Lately, “the Vietnamese government [has been] diversifying its approach to dissidents and activists," says Robertson — he says, dispatching ruthless, anonymous men to attack them. According to a 2017 report from the Human Rights Watch, these men wear civilian clothes, but brandish iron rods, belts and sticks to harass human rights campaigners, lawyers, activists and outspoken bloggers. It doesn’t matter who’s watching either — in the last two years, 36 documented cases of these attacks took place on crowded buses, in quiet cafés and in broad daylight.
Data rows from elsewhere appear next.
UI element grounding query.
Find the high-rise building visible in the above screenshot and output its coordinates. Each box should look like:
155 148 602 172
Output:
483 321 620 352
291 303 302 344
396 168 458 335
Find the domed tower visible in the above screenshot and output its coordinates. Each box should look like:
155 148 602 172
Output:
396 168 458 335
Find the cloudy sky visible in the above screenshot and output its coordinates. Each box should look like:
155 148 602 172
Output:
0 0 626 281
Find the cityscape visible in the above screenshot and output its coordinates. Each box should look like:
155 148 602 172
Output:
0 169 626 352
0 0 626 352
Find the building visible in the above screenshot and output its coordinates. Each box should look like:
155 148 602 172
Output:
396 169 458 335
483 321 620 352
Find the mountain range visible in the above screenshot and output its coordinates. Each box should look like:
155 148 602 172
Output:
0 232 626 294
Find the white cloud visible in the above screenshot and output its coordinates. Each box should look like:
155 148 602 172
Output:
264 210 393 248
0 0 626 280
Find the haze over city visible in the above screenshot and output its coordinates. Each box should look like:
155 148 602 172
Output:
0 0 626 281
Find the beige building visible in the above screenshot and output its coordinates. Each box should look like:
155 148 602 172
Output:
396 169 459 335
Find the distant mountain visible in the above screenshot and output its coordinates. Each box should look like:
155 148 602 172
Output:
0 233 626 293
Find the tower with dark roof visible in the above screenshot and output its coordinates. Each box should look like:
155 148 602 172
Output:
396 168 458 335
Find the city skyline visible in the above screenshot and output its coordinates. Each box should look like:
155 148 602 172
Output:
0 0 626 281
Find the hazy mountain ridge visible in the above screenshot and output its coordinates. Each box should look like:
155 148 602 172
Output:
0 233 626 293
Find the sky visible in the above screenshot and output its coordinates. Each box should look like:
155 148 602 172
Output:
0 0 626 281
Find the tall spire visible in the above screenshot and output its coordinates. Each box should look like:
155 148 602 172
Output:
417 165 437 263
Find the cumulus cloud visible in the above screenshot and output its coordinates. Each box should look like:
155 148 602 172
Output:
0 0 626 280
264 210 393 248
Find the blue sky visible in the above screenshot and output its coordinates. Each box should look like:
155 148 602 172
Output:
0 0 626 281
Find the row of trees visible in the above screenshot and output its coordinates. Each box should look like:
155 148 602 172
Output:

Back at the concert, dozens of fans, friends and family pack into the second floor of a damp building on the outskirts of Hanoi, not far from Vietnam’s political nucleus. Instead of the usual vocal warmups, Khoi sucks down a cigarette before the concert to get in the zone. The pre-concert ritual works: on stage, she’s thrashing and tense. The sounds of bamboo flutes, harps and drums — a nod to Vietnam’s musical traditions — meld with wild guitar synths.

That’s when the raid begins.

A sea of army green surrounds the stage as 40 local gun-toting police officers storm the venue. Khoi gets off with a hefty fine this time, imposed by the municipal People’s Committee, which did not respond to Bustle's requests for comment.

Even in the face of obstacles, Khoi's voice will only continue to grow louder. "Show what you think, say what you see," she says "And that is the first step towards liberation, freedom for yourself."